1. Play the Shannon Game at least once (it's fun!), and report your entropy.

a) take a screen shot of your result.
b) work out the formula that was used to calculate your entropy in this game,
   and verify it with your result.
c) write a short paragraph of observations from your game and your result.


2. Derive this central equation in Noisy-Channel model rigorously (see slide 4):

   argmax_{t..t} P(t..t|w..w) 
 ~ argmax_{t_1..t_n} P(t_1)     P(t_2|t_1) P(t_3|t_2 t_1) ... P(t_n|t_{n-1} t_{n-2}) 
                     P(w_1|t_1) P(w_2|t_2) P(w_3|t_3)     ... P(w_n|t_n).
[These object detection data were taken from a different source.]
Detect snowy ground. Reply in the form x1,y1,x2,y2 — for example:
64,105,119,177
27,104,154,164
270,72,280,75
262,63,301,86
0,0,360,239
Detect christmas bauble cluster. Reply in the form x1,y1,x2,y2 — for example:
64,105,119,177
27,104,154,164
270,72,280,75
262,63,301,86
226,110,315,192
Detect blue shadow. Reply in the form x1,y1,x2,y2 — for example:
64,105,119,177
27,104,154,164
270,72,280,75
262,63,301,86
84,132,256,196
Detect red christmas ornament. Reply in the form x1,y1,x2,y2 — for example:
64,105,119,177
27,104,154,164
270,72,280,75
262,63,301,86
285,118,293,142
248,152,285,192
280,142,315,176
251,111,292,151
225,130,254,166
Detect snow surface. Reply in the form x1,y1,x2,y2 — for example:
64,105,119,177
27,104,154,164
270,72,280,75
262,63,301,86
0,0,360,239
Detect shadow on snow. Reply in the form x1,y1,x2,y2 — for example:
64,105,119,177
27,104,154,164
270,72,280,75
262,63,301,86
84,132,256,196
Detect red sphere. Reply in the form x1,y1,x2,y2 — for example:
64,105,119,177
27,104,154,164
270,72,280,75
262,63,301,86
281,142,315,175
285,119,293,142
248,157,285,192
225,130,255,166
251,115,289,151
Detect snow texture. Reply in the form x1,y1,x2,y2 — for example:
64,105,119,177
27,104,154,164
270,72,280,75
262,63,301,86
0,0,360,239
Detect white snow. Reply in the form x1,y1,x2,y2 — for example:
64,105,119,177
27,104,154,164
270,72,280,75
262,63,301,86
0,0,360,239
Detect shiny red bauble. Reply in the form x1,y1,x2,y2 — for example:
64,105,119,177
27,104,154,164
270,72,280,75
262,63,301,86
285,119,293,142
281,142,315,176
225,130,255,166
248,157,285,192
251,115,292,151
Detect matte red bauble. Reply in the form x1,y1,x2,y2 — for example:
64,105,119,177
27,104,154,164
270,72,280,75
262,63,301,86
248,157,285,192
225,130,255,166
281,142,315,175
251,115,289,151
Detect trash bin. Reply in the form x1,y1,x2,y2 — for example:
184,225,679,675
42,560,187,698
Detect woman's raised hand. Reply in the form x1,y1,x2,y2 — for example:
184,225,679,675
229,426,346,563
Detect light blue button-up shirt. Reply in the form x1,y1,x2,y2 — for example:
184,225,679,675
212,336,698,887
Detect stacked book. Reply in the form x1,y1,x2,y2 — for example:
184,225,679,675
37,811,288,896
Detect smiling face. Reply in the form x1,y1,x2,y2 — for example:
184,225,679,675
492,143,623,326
here "~" means "approximately equal". 

In each step of your derivation, it's either an equality or an approximation, and
* in case of equality, annotate the law/rule used (e.g., Bayes rule), 
* in case of approximation, explain the reason/assumption behind it.

Also explain why this model is intuitively called "HMM".

 
3. Run the Python implemention of Viterbi algorithm for bigram tagging from slides.
   You need to work out *two* simple example sentences with many ambiguous words
   (e.g. a can can can a can, or buffalo buffalo ...). 
   Show the output for the two examples.


4. Modify it to do trigram tagging. Modify your examples also. Show the results.

5. (optional) Redo 3 in top-down recursive dynamic programming with memoization.
   Is it faster or slower than 3? Why? 
   If you redo 4 recursively, will it be faster or slower than 4?